In the same way, on 20 March 2020, the Fisher values between canola and other ground objects were high. Those results proved that the Sentinel-2 image on 20 March 2020 had the best potential to identify canola. Therefore, Sentinel-2 images during canola flowering were used to map canola.

3.2. Optimum Canola Flower Index

In accordance with the three features for building the CFI (Section 2.4), eight canola flower indices were derived:

C F I_{1} = N D V I + s u m_{r e d, g r e e n} + d i f f_{g r e e n, b l u e}

(5)

C F I_{2} = N D V I \times s u m_{r e d, g r e e n} \times d i f f_{g r e e n, b l u e}

(6)

C F I_{3} = N D V I \times (s u m_{r e d, g r e e n} + d i f f_{g r e e n, b l u e})

(7)

C F I_{4} = s u m_{r e d, g r e e n} \times (N D V I + d i f f_{g r e e n, b l u e})

(8)

C F I_{5} = d i f f_{g r e e n, b l u e} \times (s u m_{r e d, g r e e n} + N D V I)

(9)

C F I_{6} = N D V I_{i} + s u m_{r e d, g r e e n} \times d i f f_{g r e e n, b l u e}

(10)

C F I_{7} = s u m_{r e d, g r e e n} + N D V I_{i} \times d i f f_{g r e e n, b l u e}

(11)

C F I_{8} = d i f f_{g r e e n, b l u e} + N D V I_{i} \times s u m_{r e d, g r e e n}

(12)

where sum_{red, green} is the sum of spectral reflectance on the red and green spectral wavebands, and diff_{green, blue} is the difference between the green and blue spectral wavebands.

s u m_{r e d, g r e e n} = β_{r e d} + β_{g r e e n}

(13)

d i f f_{g r e e n, b l u e} = β_{g r e e n} - β_{b l u e}

(14)

N D V I = (β_{n i r} - β_{r e d}) / (β_{n i r} + β_{r e d})

(15)

where β_red, β_green, β_blue, and β_nir are the spectral reflectance on red, green, blue, and NIR wavebands, respectively.

For the different CFI images on 20 March 2020, the Fisher values between canola and the other four types of ground objects are shown in Table 2.

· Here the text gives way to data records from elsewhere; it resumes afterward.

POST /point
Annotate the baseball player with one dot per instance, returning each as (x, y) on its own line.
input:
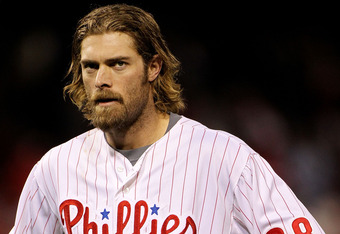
(144, 168)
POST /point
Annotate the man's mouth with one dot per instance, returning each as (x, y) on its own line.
(106, 101)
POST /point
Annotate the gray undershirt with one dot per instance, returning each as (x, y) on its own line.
(134, 154)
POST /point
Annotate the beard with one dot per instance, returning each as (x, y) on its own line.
(120, 115)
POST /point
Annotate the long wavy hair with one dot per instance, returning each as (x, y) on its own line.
(142, 27)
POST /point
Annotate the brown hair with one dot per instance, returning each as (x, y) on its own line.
(148, 39)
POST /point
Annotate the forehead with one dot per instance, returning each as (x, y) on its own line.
(103, 46)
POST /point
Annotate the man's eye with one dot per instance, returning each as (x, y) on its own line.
(119, 65)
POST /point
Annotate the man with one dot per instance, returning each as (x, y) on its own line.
(144, 168)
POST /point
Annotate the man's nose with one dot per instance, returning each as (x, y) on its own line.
(103, 78)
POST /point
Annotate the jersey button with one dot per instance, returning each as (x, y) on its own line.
(126, 190)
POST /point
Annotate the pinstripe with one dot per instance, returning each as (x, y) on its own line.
(192, 172)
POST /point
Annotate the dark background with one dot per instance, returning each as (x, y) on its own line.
(269, 74)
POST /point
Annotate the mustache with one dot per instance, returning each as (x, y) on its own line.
(105, 95)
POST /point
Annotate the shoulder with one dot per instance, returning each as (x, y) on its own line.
(219, 143)
(68, 152)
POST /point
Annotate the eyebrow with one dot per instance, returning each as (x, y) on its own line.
(107, 61)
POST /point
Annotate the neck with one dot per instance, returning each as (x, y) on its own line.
(149, 128)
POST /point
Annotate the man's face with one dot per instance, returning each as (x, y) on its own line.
(115, 80)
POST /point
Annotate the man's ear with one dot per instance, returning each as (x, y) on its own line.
(154, 68)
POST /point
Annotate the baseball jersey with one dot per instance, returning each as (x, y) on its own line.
(192, 180)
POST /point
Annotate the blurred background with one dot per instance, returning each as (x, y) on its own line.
(269, 74)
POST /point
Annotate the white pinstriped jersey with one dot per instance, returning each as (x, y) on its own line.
(192, 180)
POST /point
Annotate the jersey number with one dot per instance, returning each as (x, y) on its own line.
(297, 225)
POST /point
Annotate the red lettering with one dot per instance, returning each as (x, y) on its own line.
(89, 226)
(65, 206)
(189, 222)
(275, 231)
(105, 229)
(121, 223)
(153, 226)
(306, 224)
(165, 224)
(138, 224)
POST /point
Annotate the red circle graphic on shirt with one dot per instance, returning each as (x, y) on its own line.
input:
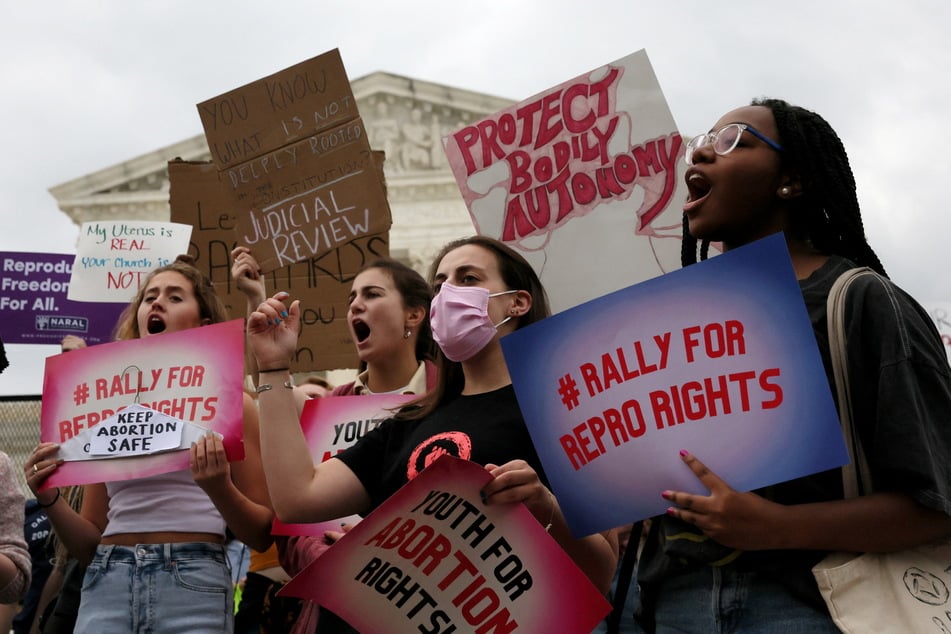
(454, 443)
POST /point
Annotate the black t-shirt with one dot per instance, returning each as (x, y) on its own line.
(484, 428)
(901, 399)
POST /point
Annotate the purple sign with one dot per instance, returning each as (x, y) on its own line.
(33, 304)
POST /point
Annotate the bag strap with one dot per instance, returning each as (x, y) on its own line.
(857, 471)
(624, 578)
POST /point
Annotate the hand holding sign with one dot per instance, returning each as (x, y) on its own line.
(744, 521)
(209, 463)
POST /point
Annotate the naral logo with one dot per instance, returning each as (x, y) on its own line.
(57, 322)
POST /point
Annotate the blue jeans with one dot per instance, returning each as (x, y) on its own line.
(158, 589)
(718, 600)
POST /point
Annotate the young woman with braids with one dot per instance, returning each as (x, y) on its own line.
(741, 562)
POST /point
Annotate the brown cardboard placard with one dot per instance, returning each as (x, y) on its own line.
(276, 110)
(327, 192)
(294, 156)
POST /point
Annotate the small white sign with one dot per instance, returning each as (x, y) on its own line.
(136, 431)
(114, 257)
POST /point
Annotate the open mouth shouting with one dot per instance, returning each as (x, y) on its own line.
(698, 188)
(155, 325)
(360, 330)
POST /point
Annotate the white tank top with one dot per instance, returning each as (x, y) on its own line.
(170, 502)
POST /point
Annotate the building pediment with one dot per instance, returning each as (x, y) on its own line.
(404, 117)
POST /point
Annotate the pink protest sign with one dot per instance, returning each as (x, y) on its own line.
(331, 424)
(194, 376)
(594, 161)
(433, 557)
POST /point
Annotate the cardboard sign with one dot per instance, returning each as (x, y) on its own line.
(594, 163)
(114, 257)
(332, 424)
(294, 157)
(322, 284)
(34, 307)
(433, 558)
(194, 375)
(272, 112)
(718, 358)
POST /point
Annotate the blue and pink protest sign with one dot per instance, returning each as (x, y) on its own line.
(718, 359)
(434, 558)
(330, 425)
(34, 307)
(108, 402)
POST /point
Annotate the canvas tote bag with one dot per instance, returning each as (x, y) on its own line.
(906, 591)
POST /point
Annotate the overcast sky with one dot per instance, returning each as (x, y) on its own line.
(87, 85)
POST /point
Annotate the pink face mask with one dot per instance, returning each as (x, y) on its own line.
(459, 316)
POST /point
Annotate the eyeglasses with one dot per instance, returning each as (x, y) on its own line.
(726, 139)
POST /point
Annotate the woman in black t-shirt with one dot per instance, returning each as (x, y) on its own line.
(484, 290)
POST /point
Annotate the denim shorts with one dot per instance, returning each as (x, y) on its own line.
(717, 600)
(158, 589)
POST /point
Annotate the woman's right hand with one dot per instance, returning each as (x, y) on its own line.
(273, 330)
(247, 275)
(40, 466)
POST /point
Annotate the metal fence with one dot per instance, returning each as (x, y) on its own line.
(19, 431)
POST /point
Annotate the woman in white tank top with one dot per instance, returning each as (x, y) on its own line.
(155, 546)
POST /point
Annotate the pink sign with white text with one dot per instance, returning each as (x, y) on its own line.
(434, 558)
(130, 409)
(330, 425)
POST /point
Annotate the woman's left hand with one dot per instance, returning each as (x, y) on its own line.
(209, 463)
(738, 520)
(517, 481)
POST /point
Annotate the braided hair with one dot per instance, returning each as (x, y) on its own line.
(827, 213)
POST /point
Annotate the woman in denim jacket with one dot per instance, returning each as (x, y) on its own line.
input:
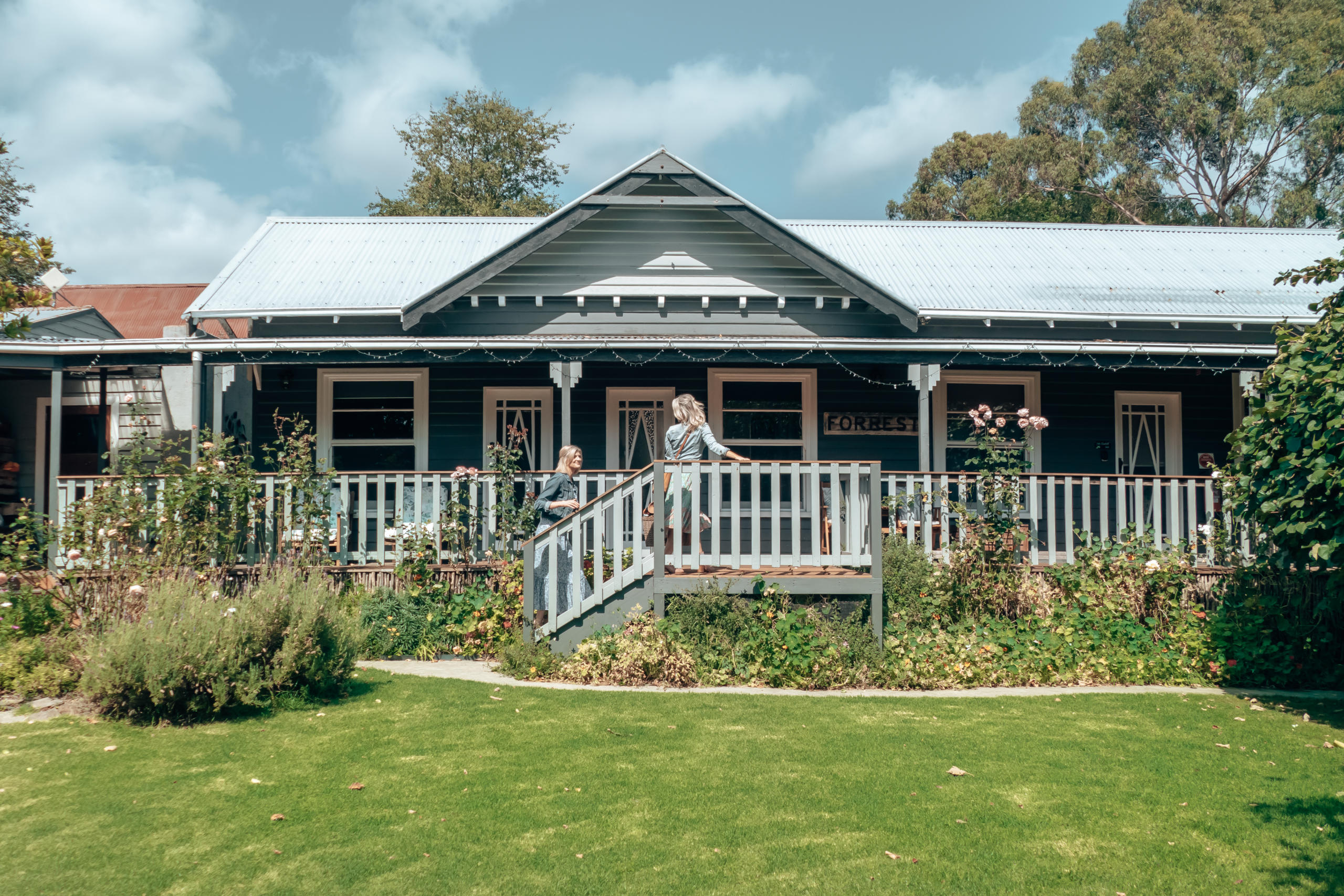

The mean Fisher value of CFI₃ was 44.81, which was maximal. Also, CFI₃ gave canola and all other objects good separability. For example, although the Fisher value between canola and wheat was minimal compared to other objects, the value was as high as 34.51. For the CFI₃, it was multiplied by two factors, as shown in Equation (7). The first factor was NDVI, which can distinguish between non-vegetation. Because the NDVI values of non-vegetation were less than 0.2, whereas canola was more than 0.5, as shown in Figure 3. In addition, the second factor values of canola were greater than that of non-vegetation. Therefore, CFI₃ can accurately distinguish canola from non-vegetation. Although the NDVI values of wheat and forest were similar to those of canola, the second factor values of canola were greater than those of wheat and forest. Therefore, CFI₃ can also accurately distinguish canola from wheat and forest. The mean Fisher value of CFI₆ was similar to that of CFI₃. However, CFI₆ barely distinguished between canola and forest because the Fisher value was 0.01. Therefore, CFI₃ was the optimum CFI for canola mapping, and was used in the study.

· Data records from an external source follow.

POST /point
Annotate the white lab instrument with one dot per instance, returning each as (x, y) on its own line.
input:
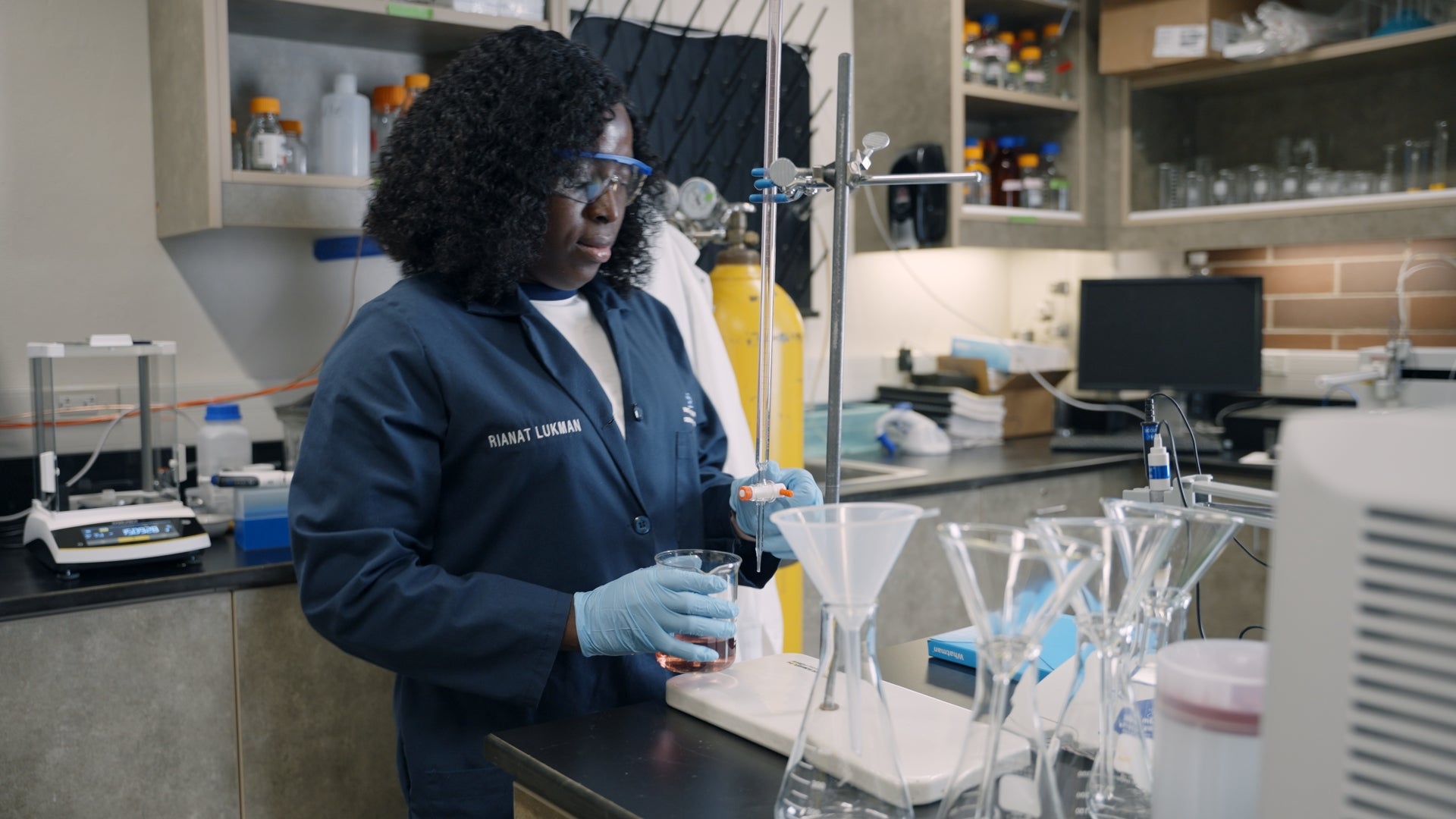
(1400, 375)
(1359, 716)
(147, 523)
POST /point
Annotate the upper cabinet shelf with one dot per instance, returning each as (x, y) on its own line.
(1337, 60)
(209, 57)
(392, 25)
(1002, 104)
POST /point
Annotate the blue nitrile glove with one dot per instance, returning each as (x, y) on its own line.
(805, 493)
(641, 613)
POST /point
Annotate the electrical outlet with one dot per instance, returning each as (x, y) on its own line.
(69, 400)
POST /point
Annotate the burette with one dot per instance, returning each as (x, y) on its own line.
(785, 181)
(764, 491)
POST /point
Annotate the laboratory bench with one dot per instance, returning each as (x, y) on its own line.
(245, 710)
(650, 760)
(28, 589)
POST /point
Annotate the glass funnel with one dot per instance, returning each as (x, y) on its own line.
(843, 761)
(1109, 614)
(1201, 539)
(1014, 586)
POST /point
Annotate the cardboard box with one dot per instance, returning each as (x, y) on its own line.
(1149, 34)
(1030, 409)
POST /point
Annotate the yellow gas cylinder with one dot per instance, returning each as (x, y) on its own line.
(737, 286)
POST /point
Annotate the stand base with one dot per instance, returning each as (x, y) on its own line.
(764, 701)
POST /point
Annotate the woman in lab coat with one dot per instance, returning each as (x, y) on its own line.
(503, 441)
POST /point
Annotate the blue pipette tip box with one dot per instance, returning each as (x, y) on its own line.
(1056, 648)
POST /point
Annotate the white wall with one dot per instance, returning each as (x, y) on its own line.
(77, 235)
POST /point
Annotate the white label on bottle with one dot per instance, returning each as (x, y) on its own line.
(267, 152)
(1181, 41)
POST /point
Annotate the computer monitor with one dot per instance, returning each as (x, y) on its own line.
(1197, 334)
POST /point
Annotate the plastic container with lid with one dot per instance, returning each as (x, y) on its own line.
(414, 86)
(1206, 726)
(1033, 71)
(343, 148)
(296, 152)
(1033, 181)
(388, 102)
(221, 444)
(265, 136)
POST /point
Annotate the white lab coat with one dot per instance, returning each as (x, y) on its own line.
(685, 289)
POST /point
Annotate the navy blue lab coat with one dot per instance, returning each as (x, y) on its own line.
(460, 479)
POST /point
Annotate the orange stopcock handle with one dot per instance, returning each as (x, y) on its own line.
(764, 493)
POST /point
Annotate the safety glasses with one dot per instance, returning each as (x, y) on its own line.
(595, 174)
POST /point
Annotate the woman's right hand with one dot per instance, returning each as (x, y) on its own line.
(641, 613)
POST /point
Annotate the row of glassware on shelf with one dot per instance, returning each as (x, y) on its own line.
(1296, 174)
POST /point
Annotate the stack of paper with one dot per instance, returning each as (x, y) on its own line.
(976, 419)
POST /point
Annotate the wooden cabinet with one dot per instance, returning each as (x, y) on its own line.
(1353, 96)
(930, 102)
(210, 57)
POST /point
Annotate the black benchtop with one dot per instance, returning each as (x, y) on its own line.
(30, 589)
(653, 761)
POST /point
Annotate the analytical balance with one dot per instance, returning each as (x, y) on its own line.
(143, 523)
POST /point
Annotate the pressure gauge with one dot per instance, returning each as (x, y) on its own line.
(698, 199)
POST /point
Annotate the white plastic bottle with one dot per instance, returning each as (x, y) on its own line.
(221, 444)
(343, 148)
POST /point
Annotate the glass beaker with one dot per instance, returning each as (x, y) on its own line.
(1318, 183)
(707, 561)
(1386, 183)
(845, 761)
(1169, 186)
(1417, 165)
(1196, 188)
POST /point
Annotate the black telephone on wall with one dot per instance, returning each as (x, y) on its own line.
(918, 213)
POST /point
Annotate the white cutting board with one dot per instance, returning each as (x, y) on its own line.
(764, 701)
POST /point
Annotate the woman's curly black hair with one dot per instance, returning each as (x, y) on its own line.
(465, 184)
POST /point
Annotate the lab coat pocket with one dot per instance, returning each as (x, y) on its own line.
(685, 468)
(473, 793)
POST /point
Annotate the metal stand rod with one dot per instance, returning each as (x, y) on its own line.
(922, 178)
(837, 264)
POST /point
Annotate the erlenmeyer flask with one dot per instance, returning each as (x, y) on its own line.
(1201, 539)
(843, 761)
(1109, 614)
(1014, 588)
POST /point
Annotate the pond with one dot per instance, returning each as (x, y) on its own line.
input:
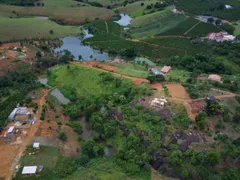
(61, 98)
(125, 20)
(75, 46)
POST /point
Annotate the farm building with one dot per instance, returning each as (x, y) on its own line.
(19, 113)
(36, 145)
(214, 77)
(166, 69)
(155, 71)
(29, 170)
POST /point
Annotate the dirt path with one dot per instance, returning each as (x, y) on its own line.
(136, 81)
(192, 28)
(29, 136)
(106, 26)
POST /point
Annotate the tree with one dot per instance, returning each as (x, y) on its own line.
(212, 158)
(200, 119)
(151, 79)
(218, 21)
(63, 136)
(237, 115)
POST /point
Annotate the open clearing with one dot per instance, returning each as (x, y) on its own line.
(71, 15)
(40, 28)
(177, 91)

3.3. Effectiveness of the Optimum Canola Flower Index

The CFI mentioned in the remainder of the paper is the optimum CFI—i.e., CFI₃. The classification accuracies based on CFI images and Sentinel-2 raw images by using the IsoData method are plotted in Table 3. In each study area, the canola identification performance of the CFI image was higher than that of the Sentinel-2 raw image. Especially in the third study area, the advantages of the CFI image were more pronounced. For example, compared to the raw image, the overall accuracy of the CFI image in that area was improved by 2.63 percentage points. In addition, for the production accuracy of the canola category, the CFI image’s performance was similar to that of the raw image. However, the user accuracy of the canola category of the CFI image in the third study area was improved by 5.17 percentage points compared to the raw image. Therefore, CFI images were more effective than the Sentinel-2 raw images for mapping canola by using the IsoData method.

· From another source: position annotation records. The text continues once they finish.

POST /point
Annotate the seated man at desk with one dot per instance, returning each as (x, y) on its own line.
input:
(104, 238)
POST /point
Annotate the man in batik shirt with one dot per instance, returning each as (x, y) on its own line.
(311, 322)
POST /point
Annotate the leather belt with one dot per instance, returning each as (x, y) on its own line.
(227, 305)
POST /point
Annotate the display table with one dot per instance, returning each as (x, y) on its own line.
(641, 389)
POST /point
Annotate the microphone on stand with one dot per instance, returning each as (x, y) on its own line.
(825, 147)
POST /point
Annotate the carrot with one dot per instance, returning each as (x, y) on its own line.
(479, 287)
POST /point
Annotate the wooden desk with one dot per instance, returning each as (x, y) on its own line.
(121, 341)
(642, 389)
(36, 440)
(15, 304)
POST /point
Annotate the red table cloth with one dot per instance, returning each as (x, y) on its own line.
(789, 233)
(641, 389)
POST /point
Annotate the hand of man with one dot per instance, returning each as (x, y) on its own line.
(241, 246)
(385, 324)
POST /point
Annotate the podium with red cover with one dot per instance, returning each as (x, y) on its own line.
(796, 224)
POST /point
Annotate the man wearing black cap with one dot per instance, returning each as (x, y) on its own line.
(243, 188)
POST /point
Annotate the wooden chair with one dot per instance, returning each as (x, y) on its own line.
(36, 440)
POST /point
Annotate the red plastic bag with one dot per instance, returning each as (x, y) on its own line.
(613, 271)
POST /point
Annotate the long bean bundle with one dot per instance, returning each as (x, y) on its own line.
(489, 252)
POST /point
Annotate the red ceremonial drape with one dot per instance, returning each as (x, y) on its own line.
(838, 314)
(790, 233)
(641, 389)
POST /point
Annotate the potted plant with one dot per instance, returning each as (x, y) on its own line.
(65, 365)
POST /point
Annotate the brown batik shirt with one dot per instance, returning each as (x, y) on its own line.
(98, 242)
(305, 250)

The classification accuracies based on CFI images and Sentinel-2 raw images using the SVM method are plotted in Table 4.

Compared to Table 3, the SVM classification accuracies were higher than those of IsoData, whether based on CFI images or raw images. In all study areas, the canola identification performance of the CFI images is higher than that of the Sentinel-2 raw images, as shown in Table 4. For example, the overall accuracy of the CFI images reached 96.01%, an improvement of 1.16 percentage points compared to the raw images. Therefore, CFI images were more effective than Sentinel-2 raw images for mapping canola by using the SVM method.

The classification accuracies based on CFI images and Sentinel-2 raw images using the RF method are plotted in Table 5. These results demonstrate that CFI images have better effectiveness compered to Sentinel-2 raw images for mapping canola using the RF method. For example, all the accuracy measures of CFI images were better than those of raw images in all study areas. Compared to Table 4, the classification accuracy of the RF was similar to that of the SVM, whether based on CFI images or raw images.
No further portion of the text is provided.